Mientras caminaba por el pasillo, Anna oyó una serie de preguntas para las que no tuvo respuesta.

– ¿Qué tenemos que hacer? -quiso saber una secretaria.

– ¿Debemos subir o bajar? -inquirió una limpiadora.

– ¿Hay que esperar a que nos rescaten? -preguntó un encargado de comprar y vender bonos.

Se trataba de preguntas dirigidas al jefe de seguridad, pero Barry no estaba a la vista.

En cuanto llegó a la escalera, Anna se unió a un grupo de seres azorados, algunos enmudecidos y otros llorosos, que no sabían lo que debían hacer. Al parecer, nadie tenía ni la más remota idea de lo que había desencadenado la explosión ni los motivos por los que el edificio seguía meciéndose. Aunque varias luces de la escalera se habían apagado como velas, la tira fotoluminiscente que cubría el borde de cada escalón brillaba intensamente.

Algunos de los que la rodeaban intentaron contactar con el exterior gracias a los móviles, pero muy pocos lo consiguieron. Una chica que lo logró se puso a charlar con su novio y le explicó que el jefe le había dicho que podía volver a casa y tomarse el resto de la jornada libre. Un hombre transmitió a los que tenía cerca la conversación que sostenía con su esposa y anunció:

– Un avión ha chocado con la Torre Norte. -Varios preguntaron simultáneamente dónde se había producido la colisión.

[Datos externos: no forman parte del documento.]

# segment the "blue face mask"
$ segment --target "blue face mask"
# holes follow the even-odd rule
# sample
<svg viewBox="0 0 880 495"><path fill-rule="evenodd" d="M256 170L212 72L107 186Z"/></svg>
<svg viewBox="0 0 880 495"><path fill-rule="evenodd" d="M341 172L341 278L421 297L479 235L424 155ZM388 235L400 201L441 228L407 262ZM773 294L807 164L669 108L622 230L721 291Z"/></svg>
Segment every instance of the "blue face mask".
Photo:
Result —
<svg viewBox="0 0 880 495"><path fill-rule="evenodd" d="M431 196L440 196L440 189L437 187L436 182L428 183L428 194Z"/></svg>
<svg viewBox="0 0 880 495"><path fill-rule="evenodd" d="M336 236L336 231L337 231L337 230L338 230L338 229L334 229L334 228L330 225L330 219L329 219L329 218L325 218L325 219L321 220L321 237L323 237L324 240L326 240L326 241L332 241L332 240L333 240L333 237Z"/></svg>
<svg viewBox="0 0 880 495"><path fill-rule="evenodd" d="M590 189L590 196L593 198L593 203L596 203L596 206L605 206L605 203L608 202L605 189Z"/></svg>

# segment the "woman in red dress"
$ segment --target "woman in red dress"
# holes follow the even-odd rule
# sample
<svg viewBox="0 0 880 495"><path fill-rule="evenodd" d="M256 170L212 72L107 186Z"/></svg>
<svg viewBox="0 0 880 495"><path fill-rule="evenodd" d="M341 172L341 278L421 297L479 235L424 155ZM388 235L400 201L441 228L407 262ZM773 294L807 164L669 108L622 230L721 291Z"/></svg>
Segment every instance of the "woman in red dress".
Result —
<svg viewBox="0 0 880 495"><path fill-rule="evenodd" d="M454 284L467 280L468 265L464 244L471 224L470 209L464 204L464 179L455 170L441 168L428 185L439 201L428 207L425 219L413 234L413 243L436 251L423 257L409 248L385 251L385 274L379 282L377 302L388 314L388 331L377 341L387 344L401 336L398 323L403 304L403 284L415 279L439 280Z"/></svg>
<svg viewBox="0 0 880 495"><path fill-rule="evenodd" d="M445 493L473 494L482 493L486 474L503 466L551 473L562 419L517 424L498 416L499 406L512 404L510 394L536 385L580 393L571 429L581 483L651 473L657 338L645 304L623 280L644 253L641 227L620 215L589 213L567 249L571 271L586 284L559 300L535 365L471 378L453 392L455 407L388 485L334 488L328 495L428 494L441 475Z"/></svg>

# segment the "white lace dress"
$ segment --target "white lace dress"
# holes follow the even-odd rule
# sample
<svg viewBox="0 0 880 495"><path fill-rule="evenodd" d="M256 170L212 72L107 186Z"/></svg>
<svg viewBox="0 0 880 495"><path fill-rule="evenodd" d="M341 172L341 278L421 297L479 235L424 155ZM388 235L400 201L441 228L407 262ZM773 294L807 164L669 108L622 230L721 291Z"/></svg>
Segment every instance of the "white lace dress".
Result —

El hombre repitió la pregunta a su esposa y replicó-: Más arriba, en el piso noventa y pico.

– ¿Qué tenemos que hacer? -preguntó el jefe de contabilidad, que no se había movido del primer escalón.

El joven repitió la pregunta a su esposa y aguardó la respuesta.

– El alcalde ha pedido que abandonemos el edificio lo más rápido posible.

Al oírlo, todos los que se encontraban en la escalera iniciaron el descenso hacia la planta ochenta y dos. Anna miró hacia atrás a través de la puerta de cristal y se sorprendió al ver que muchas personas permanecían en sus escritorios, como si estuvieran en el teatro una vez que ha bajado el telón y optasen por esperar a que salieran los más apresurados.

Anna siguió el consejo del alcalde. Se dedicó a contar los escalones a medida que bajaba: dieciocho por planta, lo que, según sus cálculos, significaba un mínimo de mil quinientos para llegar al vestíbulo. La escalera se llenó cada vez más a medida que infinidad de personas abandonaban sus despachos y se sumaban en cada piso a la marea humana, por lo que parecía el metro atiborrado en la hora punta. La experta en arte se sorprendió por la serenidad con la que todos bajaban.

La escalera no tardó en dividirse en dos carriles, la vía lenta por el interior mientras los últimos modelos adelantaban por la rápida. Al igual que en cualquier autopista, no todos respetaban el código de circulación, de modo que de forma periódica el tráfico se paraba hasta reanudar una vez más la marcha a trancas y barrancas. Cada vez que llegaban a un nuevo tramo de escalera, alguien se detenía en el rellano mientras los demás continuaban rodando.